Jelena is depressed. Her husband has recently died, leaving her a widow. Her senile mother and vitriolic daughters only cause her grief. Jelena sees no use to keep on living and so secretly decides to kill herself on the anniversary of her husband's death. First, however, she must tie up some loose ends. Jelena visits offices of public administrative officials and the quarters of her old employer— a descent into a particularly drab purgatory. With her affairs finally sorted, Jelena's daughter then announces one last surprise.
A bone-dry comedy set in the absurd monolith of Serbian bureaucracy, Requiem for Mrs. J is a Kafkaesque portrait of life and death in the former Yugoslavia. Bojan Vuletic's second film premiered at Berlin, CPH:PIX; FEST International Film Festival, where it won Best Film and the Jury Prize for Best Actress, Best Script, and Best Director; Wiesbaden goEast, where it won Best Film; and Sofia, where it won the FIPRESCI Prize. Requiem for Mrs. J was selected as the Serbian entry for Best Foreign Language Film at the 90th Academy Awards, but it was not nominated.
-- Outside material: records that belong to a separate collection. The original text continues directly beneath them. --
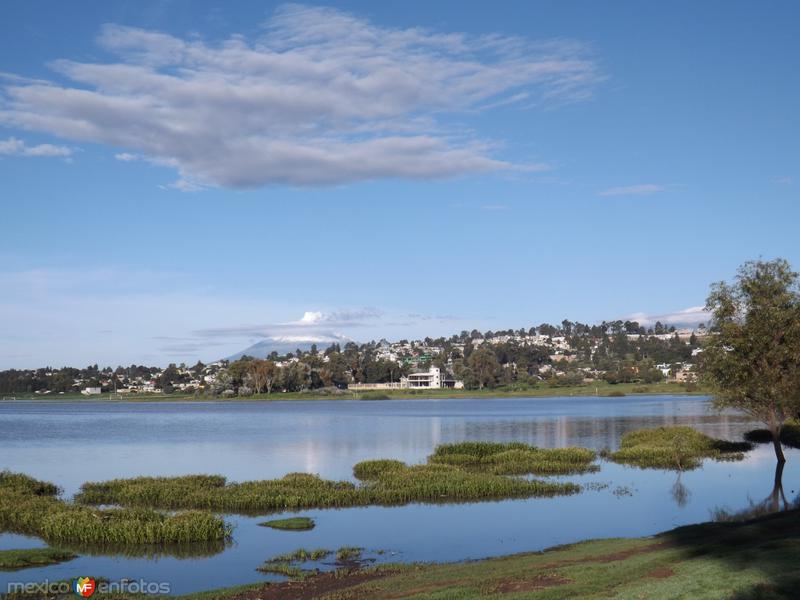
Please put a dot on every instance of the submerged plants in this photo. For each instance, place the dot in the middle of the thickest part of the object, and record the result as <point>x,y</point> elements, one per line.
<point>679,448</point>
<point>290,524</point>
<point>515,458</point>
<point>32,507</point>
<point>383,482</point>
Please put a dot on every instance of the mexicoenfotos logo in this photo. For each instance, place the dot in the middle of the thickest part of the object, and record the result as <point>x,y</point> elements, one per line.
<point>84,586</point>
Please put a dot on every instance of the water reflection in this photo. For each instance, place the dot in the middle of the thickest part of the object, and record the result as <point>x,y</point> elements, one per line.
<point>246,441</point>
<point>775,501</point>
<point>679,492</point>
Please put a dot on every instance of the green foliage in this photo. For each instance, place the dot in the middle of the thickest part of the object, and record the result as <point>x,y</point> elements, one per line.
<point>790,435</point>
<point>348,553</point>
<point>30,507</point>
<point>514,458</point>
<point>385,482</point>
<point>13,560</point>
<point>25,485</point>
<point>679,448</point>
<point>373,469</point>
<point>292,524</point>
<point>750,359</point>
<point>285,569</point>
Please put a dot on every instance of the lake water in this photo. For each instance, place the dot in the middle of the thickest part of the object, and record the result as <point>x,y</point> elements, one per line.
<point>70,443</point>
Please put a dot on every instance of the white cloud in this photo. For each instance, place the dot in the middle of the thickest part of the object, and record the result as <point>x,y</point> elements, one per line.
<point>642,189</point>
<point>322,97</point>
<point>16,147</point>
<point>688,317</point>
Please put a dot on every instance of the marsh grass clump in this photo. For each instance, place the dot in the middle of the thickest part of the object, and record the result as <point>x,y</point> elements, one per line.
<point>301,555</point>
<point>290,524</point>
<point>26,485</point>
<point>678,448</point>
<point>374,469</point>
<point>31,507</point>
<point>14,560</point>
<point>348,554</point>
<point>285,569</point>
<point>387,483</point>
<point>515,458</point>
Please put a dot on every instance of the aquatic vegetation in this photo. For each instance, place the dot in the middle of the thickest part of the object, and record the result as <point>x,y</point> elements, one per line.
<point>13,560</point>
<point>32,507</point>
<point>348,554</point>
<point>290,524</point>
<point>301,555</point>
<point>515,458</point>
<point>387,483</point>
<point>373,469</point>
<point>285,569</point>
<point>680,448</point>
"A severely depressed widow lives a life of quiet desperation in Requiem for Mrs. J, one of the more pleasantly surprising oddities to premiere at the Berlinale so far. With its fatalistic mood, lethargic pace and washed-out color palette, Serbian writer-director Bojan Vuletic's somber comedy initially feels like the kind of relentlessly grim Eastern Bloc art house misery porn that was once designed to suck all the joy out of serious-minded film festival programs. But there is something much more playful and affirmative going on below the surface here, a stifled scream of defiant humanity against a mercilessly cruel universe… Requiem for Mrs. J bubbles along with deliciously deadpan humor and a warm glow of empathy toward its flawed protagonists. The drabness of the setting, a wintry concrete wasteland painted in 50 shades of joyless brown, is pointedly grim but artfully composed. Vuletic and his cinematographer Jelena Stankovic repeatedly use static master shots that are symmetrical and geometrically precise, conjuring up a painterly aesthetic despite their obviously modest budget. If Wes Anderson made a movie about suicidal Balkan widows, it would probably look like this"
"The line between despair and hilarity is a fine one in Requiem for Mrs. J, a Sahara-dry comedy of abject depression in Serbian suburbia that could play from certain angles as an entirely stern affair. The serpentine inefficiencies of national bureaucracy are bitterly satirized in writer-director Bojan Vuletic's trim, impeccably composed sophomore feature, which follows a middle-aged widow through the uncertain corridor of suicide crisis… it's a bleak trip to the emotional gallows, lent human shading and flickers of tenderness by Mirjana Karanović's soulful, sorrowful performance in the title role"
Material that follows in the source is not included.